Witness to Light so all may come to believe in this Light (v.7) – that’s what John is. Witness – no less but also no more. John takes pains to differentiate John as witness from Jesus as the true Light. Probably some of John’s disciples had begin to give him a more exalted role than witness, perhaps even calling him messiah, and John had to set his readers straight about that early on in his story.
Witness to Jesus as the Light and Life of the world – such is our role too. We stand with the Baptist pointing to the One on the cross as the focal point and hope of all God’s dealings with the world (John 12:32). Witness – no less, but also no more. In John “witness” language is law court language.
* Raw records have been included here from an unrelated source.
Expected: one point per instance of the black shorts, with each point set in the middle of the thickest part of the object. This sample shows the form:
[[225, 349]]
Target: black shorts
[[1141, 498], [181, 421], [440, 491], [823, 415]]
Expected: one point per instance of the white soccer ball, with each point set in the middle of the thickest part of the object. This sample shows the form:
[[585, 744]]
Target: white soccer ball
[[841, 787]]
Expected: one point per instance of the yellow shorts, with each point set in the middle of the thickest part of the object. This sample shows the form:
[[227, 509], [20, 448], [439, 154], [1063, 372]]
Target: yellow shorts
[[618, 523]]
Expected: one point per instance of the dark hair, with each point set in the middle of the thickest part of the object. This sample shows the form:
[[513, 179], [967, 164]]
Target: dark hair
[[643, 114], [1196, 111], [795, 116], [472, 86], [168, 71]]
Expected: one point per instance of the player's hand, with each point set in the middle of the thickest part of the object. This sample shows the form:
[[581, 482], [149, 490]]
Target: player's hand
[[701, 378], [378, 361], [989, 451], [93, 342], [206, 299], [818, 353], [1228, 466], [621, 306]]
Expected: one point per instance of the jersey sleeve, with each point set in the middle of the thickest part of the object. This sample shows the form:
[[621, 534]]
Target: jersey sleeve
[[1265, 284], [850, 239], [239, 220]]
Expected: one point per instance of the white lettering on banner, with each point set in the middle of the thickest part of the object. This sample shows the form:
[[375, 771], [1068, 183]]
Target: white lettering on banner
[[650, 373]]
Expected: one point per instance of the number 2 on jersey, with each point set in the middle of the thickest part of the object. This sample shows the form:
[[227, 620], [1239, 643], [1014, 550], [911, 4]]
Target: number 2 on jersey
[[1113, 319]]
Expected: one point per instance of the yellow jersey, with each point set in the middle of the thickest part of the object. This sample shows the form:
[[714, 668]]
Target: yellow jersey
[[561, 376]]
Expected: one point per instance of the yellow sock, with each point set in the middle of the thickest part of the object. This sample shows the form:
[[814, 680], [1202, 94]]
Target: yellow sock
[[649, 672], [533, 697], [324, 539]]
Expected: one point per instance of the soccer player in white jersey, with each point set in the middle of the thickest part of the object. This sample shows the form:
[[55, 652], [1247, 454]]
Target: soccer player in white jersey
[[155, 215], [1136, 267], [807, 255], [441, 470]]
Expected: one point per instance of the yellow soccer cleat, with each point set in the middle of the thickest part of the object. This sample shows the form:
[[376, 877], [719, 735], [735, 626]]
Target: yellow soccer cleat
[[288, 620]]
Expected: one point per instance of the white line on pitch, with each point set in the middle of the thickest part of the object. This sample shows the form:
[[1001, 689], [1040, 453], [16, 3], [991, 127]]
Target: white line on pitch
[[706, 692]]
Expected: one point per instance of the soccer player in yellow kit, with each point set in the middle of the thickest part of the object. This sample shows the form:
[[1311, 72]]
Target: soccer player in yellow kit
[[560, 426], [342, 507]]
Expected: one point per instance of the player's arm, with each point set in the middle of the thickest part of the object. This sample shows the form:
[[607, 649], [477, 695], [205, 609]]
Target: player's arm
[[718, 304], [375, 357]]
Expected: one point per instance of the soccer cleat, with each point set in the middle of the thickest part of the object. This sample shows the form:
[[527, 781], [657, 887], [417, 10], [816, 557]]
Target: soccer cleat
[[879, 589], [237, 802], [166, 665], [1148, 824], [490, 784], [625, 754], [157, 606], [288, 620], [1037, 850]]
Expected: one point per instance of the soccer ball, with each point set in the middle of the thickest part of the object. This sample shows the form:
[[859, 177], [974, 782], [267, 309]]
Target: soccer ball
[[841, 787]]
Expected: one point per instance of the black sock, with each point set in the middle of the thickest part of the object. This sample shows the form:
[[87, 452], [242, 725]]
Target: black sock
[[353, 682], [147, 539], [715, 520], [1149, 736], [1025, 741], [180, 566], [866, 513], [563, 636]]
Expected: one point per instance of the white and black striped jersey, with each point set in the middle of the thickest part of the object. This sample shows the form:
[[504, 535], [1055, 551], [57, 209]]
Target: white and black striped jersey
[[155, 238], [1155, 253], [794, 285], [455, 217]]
We are the ones called to give testimony on Jesus’ behalf before an accusing world; first-hand testimony as to what we have seen and heard Jesus do for us and others.
Here I give postmodernism its due, whereas I critiqued it a bit earlier. This role of witness is precisely the role into which we have been cast by postmodern thought. Nobody stands outside the human condition to give a god’s-eye perspective on things, undimmed by time, place, experience, et al. Rather we all stand “somewhere” and what we see and here and believe and think are profoundly influenced and conditioned by that “somewhere.” “Witness” is all we can be – what we have seen, heard, experienced, believed about Jesus is what we are called to announce and share with the world. And God seems pleased to work through our witness from “somewhere.” We have not been given a “knock out” argument or clinching declaration that compels others’ acceptance. We cannot “prove” God or the resurrection or anything else. We can, however, and must share what we found and Jesus and who we have discovered him to be. And that means acknowledging that we have been shown these things by God rather than come to them through our own native talents. D. T. Niles said somewhere that sharing our faith is best likened to one beggar telling another where he has found food. I like that. I think John would like that. What do you think?
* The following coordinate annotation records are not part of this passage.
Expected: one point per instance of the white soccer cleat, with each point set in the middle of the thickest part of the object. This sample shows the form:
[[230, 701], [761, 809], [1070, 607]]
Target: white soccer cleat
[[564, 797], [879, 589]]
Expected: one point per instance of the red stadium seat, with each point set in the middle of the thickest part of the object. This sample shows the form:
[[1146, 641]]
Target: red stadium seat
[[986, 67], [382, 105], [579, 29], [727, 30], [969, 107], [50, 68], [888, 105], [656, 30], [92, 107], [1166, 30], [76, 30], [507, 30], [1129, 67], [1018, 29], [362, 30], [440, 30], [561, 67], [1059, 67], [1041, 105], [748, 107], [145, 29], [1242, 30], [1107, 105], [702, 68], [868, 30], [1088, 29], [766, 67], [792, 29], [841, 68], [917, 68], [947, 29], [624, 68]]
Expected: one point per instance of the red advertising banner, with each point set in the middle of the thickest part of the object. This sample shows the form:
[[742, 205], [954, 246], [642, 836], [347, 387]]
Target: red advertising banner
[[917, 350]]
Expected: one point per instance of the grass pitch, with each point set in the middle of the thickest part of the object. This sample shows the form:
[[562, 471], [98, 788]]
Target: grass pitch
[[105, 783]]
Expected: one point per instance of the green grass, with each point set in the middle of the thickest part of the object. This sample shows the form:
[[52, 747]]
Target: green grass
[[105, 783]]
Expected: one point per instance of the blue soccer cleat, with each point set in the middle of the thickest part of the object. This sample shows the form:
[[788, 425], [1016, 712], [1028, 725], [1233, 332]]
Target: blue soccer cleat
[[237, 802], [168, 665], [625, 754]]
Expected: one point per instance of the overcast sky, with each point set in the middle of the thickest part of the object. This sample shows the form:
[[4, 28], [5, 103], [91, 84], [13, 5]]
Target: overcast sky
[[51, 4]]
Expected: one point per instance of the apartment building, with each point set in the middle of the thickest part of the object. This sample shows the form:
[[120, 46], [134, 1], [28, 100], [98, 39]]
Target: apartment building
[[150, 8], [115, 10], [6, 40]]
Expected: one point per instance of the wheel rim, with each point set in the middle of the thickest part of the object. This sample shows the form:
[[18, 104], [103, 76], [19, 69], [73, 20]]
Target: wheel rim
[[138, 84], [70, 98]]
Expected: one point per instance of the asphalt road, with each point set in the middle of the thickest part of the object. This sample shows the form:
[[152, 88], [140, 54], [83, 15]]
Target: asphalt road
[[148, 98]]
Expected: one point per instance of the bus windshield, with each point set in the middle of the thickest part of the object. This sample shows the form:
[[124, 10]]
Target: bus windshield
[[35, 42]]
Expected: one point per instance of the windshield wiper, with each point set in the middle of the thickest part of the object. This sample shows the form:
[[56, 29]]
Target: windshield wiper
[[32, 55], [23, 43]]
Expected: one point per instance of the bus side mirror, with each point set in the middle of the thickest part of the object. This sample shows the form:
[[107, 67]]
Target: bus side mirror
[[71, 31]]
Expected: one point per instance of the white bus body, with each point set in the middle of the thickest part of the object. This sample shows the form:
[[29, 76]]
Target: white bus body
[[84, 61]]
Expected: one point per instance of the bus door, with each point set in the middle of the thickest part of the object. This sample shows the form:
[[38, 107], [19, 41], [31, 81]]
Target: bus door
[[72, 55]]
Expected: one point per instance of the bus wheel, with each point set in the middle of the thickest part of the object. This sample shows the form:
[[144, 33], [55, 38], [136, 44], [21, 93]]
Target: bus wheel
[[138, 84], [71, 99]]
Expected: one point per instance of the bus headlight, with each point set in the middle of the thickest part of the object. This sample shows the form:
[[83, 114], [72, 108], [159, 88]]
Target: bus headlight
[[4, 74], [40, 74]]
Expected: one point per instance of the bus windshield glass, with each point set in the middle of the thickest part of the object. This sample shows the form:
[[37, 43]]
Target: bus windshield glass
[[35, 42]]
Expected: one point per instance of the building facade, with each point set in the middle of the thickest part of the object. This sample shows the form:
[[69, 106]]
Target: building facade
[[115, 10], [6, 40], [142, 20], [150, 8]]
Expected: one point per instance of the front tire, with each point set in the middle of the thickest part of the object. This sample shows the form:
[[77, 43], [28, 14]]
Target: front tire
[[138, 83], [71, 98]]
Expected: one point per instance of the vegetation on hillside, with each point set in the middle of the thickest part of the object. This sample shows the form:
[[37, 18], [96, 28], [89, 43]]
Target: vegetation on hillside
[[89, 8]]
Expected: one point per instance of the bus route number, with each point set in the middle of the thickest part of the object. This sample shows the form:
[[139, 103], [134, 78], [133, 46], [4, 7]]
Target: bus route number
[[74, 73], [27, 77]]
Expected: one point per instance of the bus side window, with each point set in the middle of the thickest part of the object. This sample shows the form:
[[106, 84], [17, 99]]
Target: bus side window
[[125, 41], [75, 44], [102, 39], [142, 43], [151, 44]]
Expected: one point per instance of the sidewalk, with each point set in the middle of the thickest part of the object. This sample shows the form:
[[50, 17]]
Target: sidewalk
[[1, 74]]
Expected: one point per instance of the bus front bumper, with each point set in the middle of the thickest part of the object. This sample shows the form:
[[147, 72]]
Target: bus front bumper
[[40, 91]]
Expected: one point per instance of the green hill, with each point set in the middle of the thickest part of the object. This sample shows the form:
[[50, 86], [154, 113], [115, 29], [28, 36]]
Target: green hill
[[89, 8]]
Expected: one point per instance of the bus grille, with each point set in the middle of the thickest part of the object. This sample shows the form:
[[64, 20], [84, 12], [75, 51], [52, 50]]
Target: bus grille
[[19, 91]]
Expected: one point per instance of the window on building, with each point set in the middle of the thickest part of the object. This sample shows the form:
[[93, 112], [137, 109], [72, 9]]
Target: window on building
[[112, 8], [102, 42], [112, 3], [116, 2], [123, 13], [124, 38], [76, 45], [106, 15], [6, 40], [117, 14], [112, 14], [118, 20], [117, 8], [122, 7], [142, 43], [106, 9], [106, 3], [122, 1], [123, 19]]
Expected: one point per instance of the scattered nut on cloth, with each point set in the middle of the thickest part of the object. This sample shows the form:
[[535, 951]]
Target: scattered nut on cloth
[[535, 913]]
That the world will not always (often?) credit our witness is no less than what the One to whom we witness experienced when he came into his own creation (vv.10ff.)! “He was in the world, and the world came to be through him, and the world did not know him” (v.10). The mission of the “true Light” is rejected by those who received their very life through him!
Some did believe, though, and through their faith in his name, became part of God’s family, sons and daughters, and this was God’s work from start to finish. Jesus “authorized” (v.12) these to be his appointed witnesses, taking his message to the world whose darkness would contest their efforts but would not ultimately prevail.